Program in Applied Mathematics, Yale University, New Haven, CT, USA.
Nucleic Acids Res. 2024 Jan 25;52(2):548-557. doi: 10.1093/nar/gkad1128.
High throughput sequencing of B cell receptors (BCRs) is increasingly applied to study the immense diversity of antibodies. Learning biologically meaningful embeddings of BCR sequences is beneficial for predictive modeling. Several embedding methods have been developed for BCRs, but no direct performance benchmarking exists. Moreover, the impact of the input sequence length and paired-chain information on the prediction remains to be explored. We evaluated the performance of multiple embedding models to predict BCR sequence properties and receptor specificity. Despite the differences in model architectures, most embeddings effectively capture BCR sequence properties and specificity. BCR-specific embeddings slightly outperform general protein language models in predicting specificity. In addition, incorporating full-length heavy chains and paired light chain sequences improves the prediction performance of all embeddings. This study provides insights into the properties of BCR embeddings to improve downstream prediction applications for antibody analysis and discovery.
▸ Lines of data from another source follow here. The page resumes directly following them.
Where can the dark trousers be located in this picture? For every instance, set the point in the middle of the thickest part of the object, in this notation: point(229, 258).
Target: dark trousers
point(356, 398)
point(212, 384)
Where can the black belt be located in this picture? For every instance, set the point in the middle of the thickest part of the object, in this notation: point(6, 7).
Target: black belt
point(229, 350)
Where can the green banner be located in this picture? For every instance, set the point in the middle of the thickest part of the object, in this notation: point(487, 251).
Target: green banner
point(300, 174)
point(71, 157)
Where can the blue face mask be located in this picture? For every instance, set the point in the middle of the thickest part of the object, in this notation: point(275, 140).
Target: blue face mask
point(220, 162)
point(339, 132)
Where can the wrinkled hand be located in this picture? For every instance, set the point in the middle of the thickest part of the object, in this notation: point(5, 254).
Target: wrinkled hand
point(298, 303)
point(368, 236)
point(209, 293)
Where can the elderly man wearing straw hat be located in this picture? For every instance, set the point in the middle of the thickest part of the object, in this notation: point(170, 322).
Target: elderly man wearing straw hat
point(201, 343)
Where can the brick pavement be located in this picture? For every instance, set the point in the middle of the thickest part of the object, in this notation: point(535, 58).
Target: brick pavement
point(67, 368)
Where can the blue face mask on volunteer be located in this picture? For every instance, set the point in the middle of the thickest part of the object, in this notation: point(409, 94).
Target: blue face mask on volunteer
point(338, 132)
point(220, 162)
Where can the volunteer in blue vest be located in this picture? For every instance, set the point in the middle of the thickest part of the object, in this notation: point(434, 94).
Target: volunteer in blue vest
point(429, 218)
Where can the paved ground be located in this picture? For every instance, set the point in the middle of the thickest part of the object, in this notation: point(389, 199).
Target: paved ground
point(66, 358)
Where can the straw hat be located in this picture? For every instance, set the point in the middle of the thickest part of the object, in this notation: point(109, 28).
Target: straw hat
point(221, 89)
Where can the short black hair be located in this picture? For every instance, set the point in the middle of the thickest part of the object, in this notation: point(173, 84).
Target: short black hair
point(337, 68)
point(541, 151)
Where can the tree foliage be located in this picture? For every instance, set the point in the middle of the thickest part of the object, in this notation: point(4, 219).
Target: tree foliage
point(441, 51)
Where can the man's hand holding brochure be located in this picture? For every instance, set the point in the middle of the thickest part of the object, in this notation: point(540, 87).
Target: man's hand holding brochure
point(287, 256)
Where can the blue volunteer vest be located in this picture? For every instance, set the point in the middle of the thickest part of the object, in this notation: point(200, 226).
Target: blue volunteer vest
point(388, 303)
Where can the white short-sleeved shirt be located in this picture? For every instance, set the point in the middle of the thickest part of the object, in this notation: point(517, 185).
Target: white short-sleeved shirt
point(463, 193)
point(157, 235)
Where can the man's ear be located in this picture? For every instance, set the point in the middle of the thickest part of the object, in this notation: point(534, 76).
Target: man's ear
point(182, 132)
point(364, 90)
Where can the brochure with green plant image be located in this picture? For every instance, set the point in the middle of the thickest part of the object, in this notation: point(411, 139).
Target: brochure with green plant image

高通量测序 B 细胞受体 (BCR) 越来越多地应用于研究抗体的巨大多样性。学习 BCR 序列的生物学有意义的嵌入对于预测建模是有益的。已经开发了几种用于 BCR 的嵌入方法,但不存在直接的性能基准测试。此外,输入序列长度和配对链信息对预测的影响仍有待探索。我们评估了多种嵌入模型在预测 BCR 序列特性和受体特异性方面的性能。尽管模型架构存在差异,但大多数嵌入有效地捕获了 BCR 序列特性和特异性。在预测特异性方面,BCR 特异性嵌入略优于一般蛋白质语言模型。此外,包含全长重链和配对轻链序列可提高所有嵌入的预测性能。这项研究深入了解了 BCR 嵌入的特性,以改善抗体分析和发现的下游预测应用。